Have had my days and nights backwards for the last couple weeks. Been getting most of my sleep in the mornings and staying up most of the night. Yet, it doesn’t seem to be negatively effecting my mental stability. If anything this has been the most stable summer I’ve had in years. Granted this sleeping during the days while being up most of the night is putting a cramp on my social life. But I didn’t have much of a social life to start with. So I spend much of my nights listening to audiobooks on youtube. I listen to mostly non fiction science books and some science fiction. I still don’t watch much tv. I’m not even really that excited about football season this year. But I am looking forward to cooler weather. I am glad I have made it through most of the summer with no real problems.
Perhaps I am having fewer problems because I socialize less than I have in previous months and years. I leave my apartment only to run errands and even then I make it a point to run them in the early mornings or late nights to avoid crowds. I have made a point of avoiding angry, irritable, and rude people in person and online. Of course this does limit how many people I hear from or talk to. I really don’t talk to many people anymore, mainly my family and a few friends. Sure it gets kind of lonely but fortunately the loneliness doesn’t last long.
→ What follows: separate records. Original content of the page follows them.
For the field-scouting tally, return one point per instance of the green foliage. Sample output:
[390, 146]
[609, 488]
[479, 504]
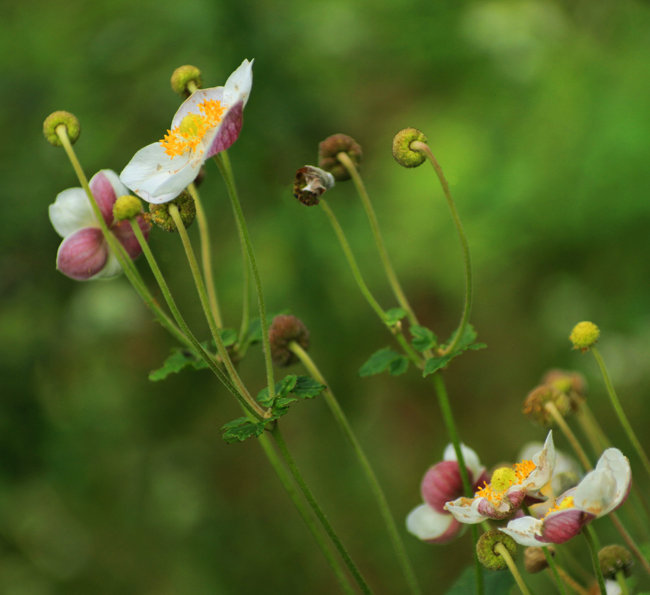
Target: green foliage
[382, 360]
I’m glad I don’t have to rely on other people to keep me entertained. Sometimes I am my own best company.
In spite not socializing much I am still optimistic overall. I haven’t been outside of my hometown much this summer. But anymore with the internet, I can still keep in contact with friends and family. And I can keep myself occupied with free audiobooks, free online courses, and free music online. I would have had to spent thousands of dollars for the things I have read or listened to online just fifteen years ago. And I can get all this for a dollar a day in internet service fees. And I love it. I wouldn’t trade living here and now (unless I could be wisked a couple hundred years into the future and be exploring strange new worlds like Star Trek). And I have some of my family members and a few of my friends to be the same way. My best friend from high school (whom I’m still great friends with) loves speculating on future science and social trends when she’s not discussing Game of Thrones. But I guess she gets tired of me talking about baseball and computer games, so that makes us even. My thirteen year old nephew is going to be working with robotics and 3D printers this year in his junior high. And to think I was impressed with the old Apple II GS when I was growing up. I often joke with my niece and nephews that they might not need drivers’ licenses. Now it’s looking like even I might not need a drivers’ license in ten years. Wouldn’t hurt my feelings that much. Sure we don’t have flying cars like Back To The Future said we would, but even that movie didn’t predict the Internet boom, smart phones, or renewable energy starting to become affordable. I wouldn’t even have cable tv except it comes with my apartment.
What I’m getting at is that right now in 2017, despite the bad news we’re constantly hearing on the news channels and our online news feeds, we’re still living in some pretty cool times. It is, in many ways, a good time to be an average person. Sure I may not be able to ever afford a house like my parents or brother. But I don’t need a large house in an affluent suburb with the picket fence and two car garage. I can currently live quite well just in the apartment in the small college town I’m in. I currently don’t need much to live a decent standard of living that even the kings and industrialists of 1900 couldn’t have imagined. It is not, however, a good time to be a control freak or spiteful hate monger. We’re always probably going to have problems like these but, unlike in past eras, the overwhelming general consensus is that being a dictator or hateful person are bad things. For most of civilization’s history, the idea of the ‘divine right of royalty’ or having hatred of people different from your own little group was pretty much unquestioned by the vast majority of people. We have made progress as a species. And we will continue to make progress even if people take it for granted or don’t pay attention to it. The only reason that we don’t hear about the good going on is simply because good news doesn’t sell. Good news doesn’t sell only because we as a species are not wired to pay much attention to good news.